Where an officer may go. “[T]he knock and talk doctrine does not permit law enforcement to approach any exterior door to a home. An officer’s implied right to knock and talk extends only to the entrance of the home that a reasonably respectful citizen unfamiliar with the home would believe is the appropriate door at which to knock.” State v. Huddy, __ N.C. App. __, 799 S.E.2d 650 (2017). In most cases, that means the front door. See, e.g., State v. Stanley, __ N.C. App. __, __ S.E.2d __, 2018 WL 2207928 (discussed in this prior post; holding that an officer exceeded the permissible scope of a knock and talk by approaching the back door of a residence, notwithstanding the fact that several controlled buys had been conducted at that door). An officer can use appropriate driveways and walkways to reach the front door, but generally can’t deviate from those paths to explore the curtilage.

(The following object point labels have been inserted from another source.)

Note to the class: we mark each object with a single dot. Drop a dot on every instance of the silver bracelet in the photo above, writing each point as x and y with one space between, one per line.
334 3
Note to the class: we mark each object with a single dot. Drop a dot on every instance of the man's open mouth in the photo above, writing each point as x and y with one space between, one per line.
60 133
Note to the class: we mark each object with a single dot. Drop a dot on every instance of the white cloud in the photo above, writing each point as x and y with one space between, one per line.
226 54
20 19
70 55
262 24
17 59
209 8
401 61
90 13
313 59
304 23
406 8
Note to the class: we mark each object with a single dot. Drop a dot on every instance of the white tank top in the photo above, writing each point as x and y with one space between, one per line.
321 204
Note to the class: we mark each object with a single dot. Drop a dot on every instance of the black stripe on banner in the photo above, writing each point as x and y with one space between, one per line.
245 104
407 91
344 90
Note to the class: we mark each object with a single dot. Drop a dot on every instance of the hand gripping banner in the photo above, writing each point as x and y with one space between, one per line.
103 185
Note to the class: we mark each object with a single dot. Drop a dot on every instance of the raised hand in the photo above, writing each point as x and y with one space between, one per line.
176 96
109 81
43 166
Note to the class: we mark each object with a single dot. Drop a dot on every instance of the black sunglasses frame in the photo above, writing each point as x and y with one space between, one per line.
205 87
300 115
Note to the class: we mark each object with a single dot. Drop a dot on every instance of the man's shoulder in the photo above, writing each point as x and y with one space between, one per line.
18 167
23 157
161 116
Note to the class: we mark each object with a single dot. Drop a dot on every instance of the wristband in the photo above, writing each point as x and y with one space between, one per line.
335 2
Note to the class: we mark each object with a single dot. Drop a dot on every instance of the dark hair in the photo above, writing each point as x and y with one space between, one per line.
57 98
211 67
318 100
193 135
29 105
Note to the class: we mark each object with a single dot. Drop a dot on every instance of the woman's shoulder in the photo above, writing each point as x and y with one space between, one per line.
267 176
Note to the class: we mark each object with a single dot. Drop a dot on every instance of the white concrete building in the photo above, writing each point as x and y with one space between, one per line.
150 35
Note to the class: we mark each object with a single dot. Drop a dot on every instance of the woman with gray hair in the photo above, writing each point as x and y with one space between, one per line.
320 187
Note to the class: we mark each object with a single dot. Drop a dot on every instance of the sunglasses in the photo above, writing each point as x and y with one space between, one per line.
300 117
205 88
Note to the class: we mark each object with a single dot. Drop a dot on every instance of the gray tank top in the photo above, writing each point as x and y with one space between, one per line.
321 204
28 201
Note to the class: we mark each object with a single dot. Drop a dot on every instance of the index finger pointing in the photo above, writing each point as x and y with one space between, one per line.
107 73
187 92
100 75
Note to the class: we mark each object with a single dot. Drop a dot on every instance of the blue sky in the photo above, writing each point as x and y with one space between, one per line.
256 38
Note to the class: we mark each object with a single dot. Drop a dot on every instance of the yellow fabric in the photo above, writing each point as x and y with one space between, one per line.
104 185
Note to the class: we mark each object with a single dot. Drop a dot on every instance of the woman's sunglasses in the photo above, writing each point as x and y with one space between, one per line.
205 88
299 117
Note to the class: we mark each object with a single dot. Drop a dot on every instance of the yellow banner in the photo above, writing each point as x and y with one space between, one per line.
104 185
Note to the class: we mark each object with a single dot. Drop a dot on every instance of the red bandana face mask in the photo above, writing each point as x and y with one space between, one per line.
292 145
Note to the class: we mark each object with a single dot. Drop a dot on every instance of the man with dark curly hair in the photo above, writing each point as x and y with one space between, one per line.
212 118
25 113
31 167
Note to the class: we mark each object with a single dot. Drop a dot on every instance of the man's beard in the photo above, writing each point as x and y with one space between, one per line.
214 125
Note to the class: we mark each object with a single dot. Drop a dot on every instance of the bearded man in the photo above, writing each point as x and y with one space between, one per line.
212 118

When an officer may go. There is no implied license for visitors to approach a home in the middle of the night while the occupants are asleep. Accordingly, “a number of courts have found late-night inquiries unreasonable because of the societal expectation that members of the public would not knock on one’s front door in the middle of the night.” State v. Hargett, 795 S.E.2d 828 (2017) (unpublished) (apparently endorsing the principle but finding a late night knock and talk reasonable where a person had just entered the house and officers could smell burning marijuana coming from the home as these factors indicated that people were awake and active in the house). See also People v. Frederick, 895 N.W.2d 541 (Mich. 2017) (holding that police exceeded the permissible scope of a knock and talk by approaching homes at 4:00 a.m. and 5:30 a.m. while all occupants were asleep). Although courts have rejected time-based bright lines, knock and talks between 11:00 p.m. and 6:00 a.m. may receive increased scrutiny.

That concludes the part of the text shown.